Generating a STAC Collection for the PRR

Introduction¶

This notebook has been created to show the core steps required of EarthCODE users to upload their research outcomes to the ESA Project Results Repository (PRR). It focuses on generating metadata for a project with a single netcdf file.

PRR provides access to data, workflows, experiments and documentation from ESA Projects organised across Collections, accessible via the STAC API. Each Collection contains STAC Items, with their related Assets stored within the PRR storage. Scientists/commercial companies can access the PRR via the EarthCODE and APEx projects.

The STAC Specification, provides detailed explanation and more information on this metadata format.

In order to upload data to the ESA Project Results Repository (PRR) you have to generate a STAC Collection that is associated to your files. The STAC Collection provides metadata about your files and makes them searchable and machine readable. The metadata generation process is organised in four steps process:

Generate a root STAC Collection
Group your dataset files into STAC Items and STAC Assets
Add the Items to the Collection
Save the normalised Collection

The easiest way to generate all the required files is to use a STAC library, such as pystac or riostac. This library will take care of creating the links and formating the files in the correct way. In the examples below we are using pystac.
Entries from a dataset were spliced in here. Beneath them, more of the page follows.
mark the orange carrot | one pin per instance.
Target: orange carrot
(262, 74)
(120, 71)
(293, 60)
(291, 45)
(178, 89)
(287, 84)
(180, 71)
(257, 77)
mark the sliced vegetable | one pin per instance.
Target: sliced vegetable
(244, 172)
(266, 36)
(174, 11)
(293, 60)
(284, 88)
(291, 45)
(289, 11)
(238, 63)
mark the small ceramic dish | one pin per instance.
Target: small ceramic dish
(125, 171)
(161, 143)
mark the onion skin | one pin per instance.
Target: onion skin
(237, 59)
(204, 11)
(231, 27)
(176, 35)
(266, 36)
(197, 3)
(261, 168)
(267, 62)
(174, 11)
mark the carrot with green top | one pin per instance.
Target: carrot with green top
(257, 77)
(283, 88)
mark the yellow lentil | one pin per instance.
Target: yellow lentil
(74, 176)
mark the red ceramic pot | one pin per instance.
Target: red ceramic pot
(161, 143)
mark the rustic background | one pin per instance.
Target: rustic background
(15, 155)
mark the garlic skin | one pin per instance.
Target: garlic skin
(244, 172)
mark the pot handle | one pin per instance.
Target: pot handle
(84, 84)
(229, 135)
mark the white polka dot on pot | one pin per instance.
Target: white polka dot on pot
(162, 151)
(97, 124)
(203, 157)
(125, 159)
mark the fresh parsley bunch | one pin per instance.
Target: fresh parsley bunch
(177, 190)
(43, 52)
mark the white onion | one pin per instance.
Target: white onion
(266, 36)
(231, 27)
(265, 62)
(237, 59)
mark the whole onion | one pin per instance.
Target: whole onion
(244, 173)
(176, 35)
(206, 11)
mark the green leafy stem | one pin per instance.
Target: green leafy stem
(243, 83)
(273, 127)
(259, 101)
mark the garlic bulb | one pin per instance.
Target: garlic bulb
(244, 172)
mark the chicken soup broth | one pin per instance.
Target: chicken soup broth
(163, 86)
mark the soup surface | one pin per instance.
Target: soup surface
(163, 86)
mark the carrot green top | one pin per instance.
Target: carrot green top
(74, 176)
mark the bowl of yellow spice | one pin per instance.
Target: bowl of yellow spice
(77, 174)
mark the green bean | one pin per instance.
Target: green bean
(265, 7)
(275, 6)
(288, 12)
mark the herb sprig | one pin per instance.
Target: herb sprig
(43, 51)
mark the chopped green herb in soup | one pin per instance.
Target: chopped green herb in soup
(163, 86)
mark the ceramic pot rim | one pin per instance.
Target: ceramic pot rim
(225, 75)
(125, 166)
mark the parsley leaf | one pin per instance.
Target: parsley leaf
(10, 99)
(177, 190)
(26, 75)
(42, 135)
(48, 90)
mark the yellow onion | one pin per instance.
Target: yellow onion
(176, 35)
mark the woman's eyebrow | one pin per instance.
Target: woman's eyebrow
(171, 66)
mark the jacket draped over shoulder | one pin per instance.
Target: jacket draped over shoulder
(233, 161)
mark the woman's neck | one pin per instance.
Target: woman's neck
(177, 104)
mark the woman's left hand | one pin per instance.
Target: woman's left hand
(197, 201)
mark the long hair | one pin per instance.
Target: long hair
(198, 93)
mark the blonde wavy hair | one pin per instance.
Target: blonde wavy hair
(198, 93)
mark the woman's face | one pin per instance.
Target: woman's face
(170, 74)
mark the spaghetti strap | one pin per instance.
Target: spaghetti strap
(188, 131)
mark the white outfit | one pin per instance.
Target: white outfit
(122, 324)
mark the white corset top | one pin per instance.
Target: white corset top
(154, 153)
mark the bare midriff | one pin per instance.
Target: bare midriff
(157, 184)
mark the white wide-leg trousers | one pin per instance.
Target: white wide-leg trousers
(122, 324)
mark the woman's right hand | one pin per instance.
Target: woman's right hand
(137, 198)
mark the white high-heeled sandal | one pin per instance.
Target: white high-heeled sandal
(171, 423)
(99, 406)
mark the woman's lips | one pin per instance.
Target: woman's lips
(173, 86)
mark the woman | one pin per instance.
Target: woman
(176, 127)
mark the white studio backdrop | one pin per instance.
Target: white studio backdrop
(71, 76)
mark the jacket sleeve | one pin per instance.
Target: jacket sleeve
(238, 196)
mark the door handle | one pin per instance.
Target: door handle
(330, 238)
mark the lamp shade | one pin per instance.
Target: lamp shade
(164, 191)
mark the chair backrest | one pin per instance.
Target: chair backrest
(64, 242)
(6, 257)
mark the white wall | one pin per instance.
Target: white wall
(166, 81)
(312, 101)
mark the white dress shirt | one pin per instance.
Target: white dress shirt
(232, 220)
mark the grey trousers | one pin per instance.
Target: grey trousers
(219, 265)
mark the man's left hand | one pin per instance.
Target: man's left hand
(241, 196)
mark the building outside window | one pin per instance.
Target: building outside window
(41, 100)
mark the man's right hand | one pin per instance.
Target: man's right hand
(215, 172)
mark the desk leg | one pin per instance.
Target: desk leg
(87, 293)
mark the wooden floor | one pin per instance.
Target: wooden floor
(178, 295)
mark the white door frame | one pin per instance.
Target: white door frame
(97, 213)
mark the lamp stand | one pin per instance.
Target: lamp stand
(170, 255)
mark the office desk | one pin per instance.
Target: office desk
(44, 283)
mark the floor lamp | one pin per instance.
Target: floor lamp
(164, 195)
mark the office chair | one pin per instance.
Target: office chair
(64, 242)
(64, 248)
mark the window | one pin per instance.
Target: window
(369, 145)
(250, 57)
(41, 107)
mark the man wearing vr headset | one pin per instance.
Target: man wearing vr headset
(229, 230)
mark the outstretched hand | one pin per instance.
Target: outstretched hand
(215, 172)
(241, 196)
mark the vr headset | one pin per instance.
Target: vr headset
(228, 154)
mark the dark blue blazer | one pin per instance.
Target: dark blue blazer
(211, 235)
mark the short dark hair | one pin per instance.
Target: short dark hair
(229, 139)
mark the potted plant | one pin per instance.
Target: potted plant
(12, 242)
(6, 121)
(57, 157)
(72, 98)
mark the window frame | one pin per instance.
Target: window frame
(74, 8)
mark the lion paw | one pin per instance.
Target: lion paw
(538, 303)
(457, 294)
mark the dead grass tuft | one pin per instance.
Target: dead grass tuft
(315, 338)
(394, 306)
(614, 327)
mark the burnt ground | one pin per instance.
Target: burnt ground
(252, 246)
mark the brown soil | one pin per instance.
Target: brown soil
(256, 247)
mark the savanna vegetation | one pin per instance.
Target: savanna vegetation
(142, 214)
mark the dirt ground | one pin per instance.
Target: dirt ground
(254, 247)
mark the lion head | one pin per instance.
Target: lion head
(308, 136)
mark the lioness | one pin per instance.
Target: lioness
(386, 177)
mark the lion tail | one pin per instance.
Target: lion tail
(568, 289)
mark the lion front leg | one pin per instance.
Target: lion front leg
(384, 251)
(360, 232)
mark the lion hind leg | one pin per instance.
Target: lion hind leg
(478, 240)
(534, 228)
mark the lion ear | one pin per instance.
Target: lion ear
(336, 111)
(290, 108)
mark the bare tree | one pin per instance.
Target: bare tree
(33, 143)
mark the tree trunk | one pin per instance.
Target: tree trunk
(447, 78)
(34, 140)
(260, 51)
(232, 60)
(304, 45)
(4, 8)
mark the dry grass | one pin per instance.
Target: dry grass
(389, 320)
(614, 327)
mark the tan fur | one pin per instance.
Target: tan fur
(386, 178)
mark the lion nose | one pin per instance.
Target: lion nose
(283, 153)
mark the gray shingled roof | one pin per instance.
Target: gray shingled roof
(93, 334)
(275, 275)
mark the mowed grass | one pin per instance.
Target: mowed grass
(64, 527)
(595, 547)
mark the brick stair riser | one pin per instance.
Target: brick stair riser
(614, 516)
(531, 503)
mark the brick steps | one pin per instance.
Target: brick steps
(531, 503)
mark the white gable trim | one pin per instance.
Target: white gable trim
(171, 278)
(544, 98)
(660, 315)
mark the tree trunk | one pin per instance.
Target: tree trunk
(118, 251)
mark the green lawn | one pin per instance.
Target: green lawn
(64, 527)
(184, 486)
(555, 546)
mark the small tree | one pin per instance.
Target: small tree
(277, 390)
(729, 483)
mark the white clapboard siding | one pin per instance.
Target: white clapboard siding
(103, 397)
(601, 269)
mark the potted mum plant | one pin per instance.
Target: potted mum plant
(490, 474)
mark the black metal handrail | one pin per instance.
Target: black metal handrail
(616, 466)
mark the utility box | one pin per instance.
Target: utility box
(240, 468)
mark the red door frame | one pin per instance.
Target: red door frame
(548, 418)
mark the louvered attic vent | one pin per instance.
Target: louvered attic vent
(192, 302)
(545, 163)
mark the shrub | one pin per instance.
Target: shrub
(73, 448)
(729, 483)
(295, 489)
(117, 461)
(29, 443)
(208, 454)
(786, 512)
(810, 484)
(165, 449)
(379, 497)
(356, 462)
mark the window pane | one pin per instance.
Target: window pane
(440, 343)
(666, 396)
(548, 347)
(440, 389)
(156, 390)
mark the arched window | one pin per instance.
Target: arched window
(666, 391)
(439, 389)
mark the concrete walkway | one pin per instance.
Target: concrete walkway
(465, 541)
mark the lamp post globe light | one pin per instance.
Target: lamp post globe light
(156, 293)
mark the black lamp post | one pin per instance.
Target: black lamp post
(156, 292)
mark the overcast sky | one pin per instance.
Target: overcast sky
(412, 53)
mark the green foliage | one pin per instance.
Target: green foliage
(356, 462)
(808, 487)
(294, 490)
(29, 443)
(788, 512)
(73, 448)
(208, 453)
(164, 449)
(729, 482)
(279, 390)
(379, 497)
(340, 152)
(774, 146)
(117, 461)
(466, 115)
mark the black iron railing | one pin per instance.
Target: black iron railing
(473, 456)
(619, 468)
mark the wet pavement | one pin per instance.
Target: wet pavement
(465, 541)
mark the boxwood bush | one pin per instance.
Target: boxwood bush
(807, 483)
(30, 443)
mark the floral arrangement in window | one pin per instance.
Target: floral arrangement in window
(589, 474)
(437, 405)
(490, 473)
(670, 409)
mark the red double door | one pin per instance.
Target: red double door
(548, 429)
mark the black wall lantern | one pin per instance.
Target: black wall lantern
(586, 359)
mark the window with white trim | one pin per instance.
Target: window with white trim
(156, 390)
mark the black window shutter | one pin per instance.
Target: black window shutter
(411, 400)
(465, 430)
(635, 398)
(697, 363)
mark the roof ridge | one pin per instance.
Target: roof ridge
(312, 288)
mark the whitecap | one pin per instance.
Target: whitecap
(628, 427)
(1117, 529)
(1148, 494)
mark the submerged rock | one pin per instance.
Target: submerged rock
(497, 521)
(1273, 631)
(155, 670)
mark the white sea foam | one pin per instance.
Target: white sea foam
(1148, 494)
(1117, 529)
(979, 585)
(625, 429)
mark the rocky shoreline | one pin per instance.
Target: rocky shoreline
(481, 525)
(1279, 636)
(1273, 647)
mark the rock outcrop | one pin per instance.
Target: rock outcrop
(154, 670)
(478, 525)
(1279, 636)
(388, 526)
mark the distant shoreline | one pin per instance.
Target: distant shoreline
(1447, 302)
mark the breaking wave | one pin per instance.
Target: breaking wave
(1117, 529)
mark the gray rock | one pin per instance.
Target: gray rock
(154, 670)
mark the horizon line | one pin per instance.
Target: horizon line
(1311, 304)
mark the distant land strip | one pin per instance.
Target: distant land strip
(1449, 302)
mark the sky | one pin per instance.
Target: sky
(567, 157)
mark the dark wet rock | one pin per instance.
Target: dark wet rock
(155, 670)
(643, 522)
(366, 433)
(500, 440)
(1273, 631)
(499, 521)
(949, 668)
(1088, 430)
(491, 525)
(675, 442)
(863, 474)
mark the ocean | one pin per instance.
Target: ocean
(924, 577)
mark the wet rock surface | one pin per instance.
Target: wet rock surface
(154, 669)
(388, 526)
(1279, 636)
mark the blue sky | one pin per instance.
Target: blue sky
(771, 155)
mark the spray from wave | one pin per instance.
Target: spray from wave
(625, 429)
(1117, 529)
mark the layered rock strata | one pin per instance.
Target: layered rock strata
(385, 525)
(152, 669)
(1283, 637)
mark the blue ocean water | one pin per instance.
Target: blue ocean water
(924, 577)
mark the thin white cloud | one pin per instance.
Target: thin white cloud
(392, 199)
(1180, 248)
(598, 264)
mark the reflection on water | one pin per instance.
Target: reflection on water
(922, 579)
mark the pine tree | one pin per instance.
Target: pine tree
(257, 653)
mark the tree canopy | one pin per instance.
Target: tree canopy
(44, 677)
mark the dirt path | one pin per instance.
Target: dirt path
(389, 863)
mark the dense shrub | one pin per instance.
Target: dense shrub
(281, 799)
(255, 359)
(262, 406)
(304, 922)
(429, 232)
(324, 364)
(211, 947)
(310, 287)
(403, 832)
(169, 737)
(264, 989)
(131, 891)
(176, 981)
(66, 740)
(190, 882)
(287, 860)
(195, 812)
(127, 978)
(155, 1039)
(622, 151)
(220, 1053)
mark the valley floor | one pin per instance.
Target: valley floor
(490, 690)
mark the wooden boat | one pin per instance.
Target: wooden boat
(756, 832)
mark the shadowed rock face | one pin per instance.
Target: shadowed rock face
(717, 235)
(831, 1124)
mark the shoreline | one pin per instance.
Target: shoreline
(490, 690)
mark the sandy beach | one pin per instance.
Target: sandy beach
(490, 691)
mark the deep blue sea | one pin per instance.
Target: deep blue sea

Have a look at the steps below and learn how to prepare your dataset to generate a valid STAC Collection. You will find all the steps descibed in the markdown cell, together with the example code (executable) to make this process easier. Please adjust the information in the fields required to describe your Collection and Items according to the comments, starting with : “#”

NOTE: Depending on the information that you put in the Assets or Items the code, you may get an error about an object not being json-serialisable. If this happens, you have to transform the problem field into an object that can be described using standard JSON. For example, transforming a numpy array into a list.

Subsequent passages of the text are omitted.